Altogether, our findings corroborate a key assertion of the biosocial developmental theory (Crowell et al., 2009), namely that poor self-control in the child and negative parenting strategies contribute to the development of BPD symptoms via reciprocal effects on each other. In addition to their indirect effects on BPD via reciprocal influences, the direct effects of harsh punishment and poor self-control in childhood on the severity of BPD symptoms in adolescence were substantial. This underscores the need to address both child and parental contributions to dysfunctional transactions in order to stem the development of emotion dysregulation and interpersonal dysfunction characteristic of BPD (also see Crowell et al., 2014). Indeed, interventions for children with conduct problems that incorporate parents and teachers have been successful in reducing disruptive behaviors (e.g., Webster-Stratton, Reid, & Hammond, 2004). Extending such results, our findings suggest the need to monitor and potentially address self-control problems in early adolescence, as these were most clearly linked to the longitudinal course of BPD symptoms between ages 14 and 17. Intervention development for adolescents with BPD symptoms may be informed by programs developed for adolescent conduct problems (Dodge & Pettit, 2003) or by extending treatments for adults with BPD (Miller, Rathus, & Linehan, 2006). Although greater negative emotionality predicted the severity of BPD symptoms at age 14, this effect was much weaker than the effects of poor self-control and harsh punishment, suggesting that negative emotionality plays a smaller role in the development of BPD. Future research is needed to test other key assertions of the biosocial model, such as the idea that emotion dysregulation precedes clinically impairing BPD symptoms and influences the development of interpersonal problems that exacerbate BPD pathology. In addition, our study focused solely on harsh punishment, and additional caregiver factors, such as neglect, should be pursued in prospective studies of BPD (Johnson et al., 2006).

Supplementary Material

Figure 1.

Figure 1

Conceptual diagram of key variables in structural equation model of adolescent BPD symptoms. Rectangles denote observed variables, whereas ellipses denote latent variables derived from latent curve models. Paths depicting two of the indirect effects of harsh punishment and poor self-control on BPD symptoms via reciprocal influences on each other are included for illustration. For a summary of all structural relationships, see Table 1.

Acknowledgments

This research was supported by grants from the National Institute of Mental Health (MH056630) and the National Institute on Drug Abuse (DA012237), and by funding from the Office of Juvenile Justice and Delinquency Prevention, the FISA Foundation, and the Falk Fund.

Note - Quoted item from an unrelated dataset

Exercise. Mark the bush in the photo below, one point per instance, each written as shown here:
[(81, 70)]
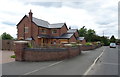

Further support was provided by K01 MH097091 (to M.N.H.) and K01 MH086713 (to S.D.S.).

Footnotes

1

To mitigate the possibility that our results were unduly sensitive to missing observations, we also tested models using a full-information maximum likelihood (ML) estimator omitting residual correlations among categorical items, which is more robust than WLSMV to observations missing at random (Asparouhov & Muthén, 2010). Our results were not substantially different using the ML and WLSMV estimators.

2

Although the age difference between wave 1 (ages 5–8) and age 10 differed by cohort, exploratory analyses indicated that the effect of wave 1 variables on age 10 harsh punishment and poor self-control did not significantly differ by cohort.

3

Model fit statistics for parent-reported submodels are available from the corresponding author.

4

Although this model emphasizes the role of parent-child transactions during early childhood, we believe the key assertions have broader developmental significance and are pertinent to the development of BPD symptoms.